Selon les données rapportées par l’agence Anadolu, le ministère israélien de la Santé a recensé mardi un total de 6 131 personnes blessées et évacuées vers les hôpitaux depuis le 28 février, date marquant le début de la guerre avec Téhéran.
Sur ce nombre d’admissions, 118 patients sont toujours sous observation médicale. Dans un point de situation publié sur le réseau social X, le ministère détaille l’état clinique de ces blessés : une personne se trouve en urgence absolue, 17 dans un état grave et 27 dans un état modéré. Les services de santé comptabilisent également 72 blessures légères, tandis qu’un individu est spécifiquement suivi pour un état d’anxiété.
Cette comptabilité s’inscrit dans le cadre d’un conflit régional majeur initié par une offensive conjointe d’Israël et des États-Unis contre l’Iran. Cette opération militaire globale a déjà causé la mort de plus de 1 340 personnes, parmi lesquelles figure l’ancien guide suprême iranien, l’ayatollah Ali Khamenei.
En réponse à cette offensive, Téhéran a déployé une série de frappes de drones et de missiles.

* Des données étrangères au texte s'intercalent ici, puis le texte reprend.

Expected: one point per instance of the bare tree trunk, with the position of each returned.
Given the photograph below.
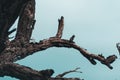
(21, 47)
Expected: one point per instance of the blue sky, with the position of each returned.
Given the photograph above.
(96, 24)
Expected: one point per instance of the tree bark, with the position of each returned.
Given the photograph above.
(21, 47)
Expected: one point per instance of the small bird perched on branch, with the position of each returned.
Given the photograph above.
(111, 59)
(72, 38)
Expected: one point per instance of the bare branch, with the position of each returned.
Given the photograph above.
(67, 72)
(23, 72)
(20, 53)
(26, 21)
(60, 27)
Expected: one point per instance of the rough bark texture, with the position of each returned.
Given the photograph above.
(21, 47)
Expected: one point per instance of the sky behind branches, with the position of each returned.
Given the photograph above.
(96, 25)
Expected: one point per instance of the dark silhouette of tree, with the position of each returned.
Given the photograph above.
(21, 47)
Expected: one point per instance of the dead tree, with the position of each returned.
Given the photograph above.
(21, 47)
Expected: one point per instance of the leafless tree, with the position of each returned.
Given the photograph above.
(21, 47)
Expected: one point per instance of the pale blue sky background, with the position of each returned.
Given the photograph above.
(96, 24)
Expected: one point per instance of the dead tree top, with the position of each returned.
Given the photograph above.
(21, 47)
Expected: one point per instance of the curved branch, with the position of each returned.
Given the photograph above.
(67, 72)
(28, 49)
(23, 72)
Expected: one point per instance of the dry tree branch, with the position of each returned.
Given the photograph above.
(67, 72)
(20, 47)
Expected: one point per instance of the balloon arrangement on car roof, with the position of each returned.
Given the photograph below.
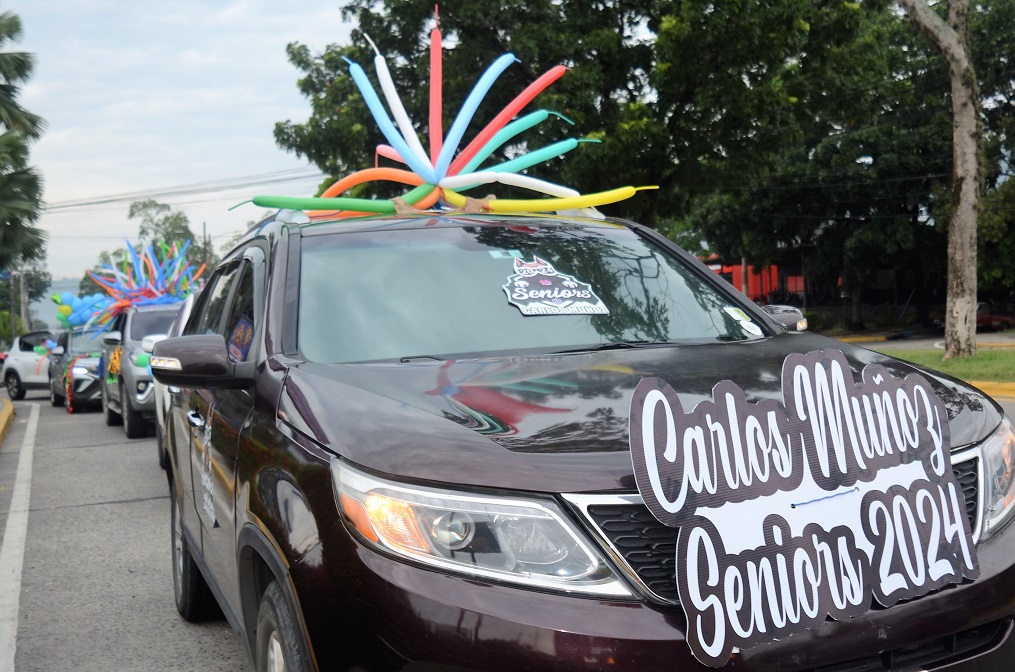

Ces attaques ont ciblé non seulement le territoire israélien, mais également la Jordanie, l’Irak et plusieurs pays du Golfe abritant des installations militaires américaines. Outre les pertes humaines et les dégâts matériels infligés aux infrastructures de ces différents pays, ces affrontements continus entraînent de fortes perturbations sur les marchés mondiaux et affectent significativement le transport aérien international.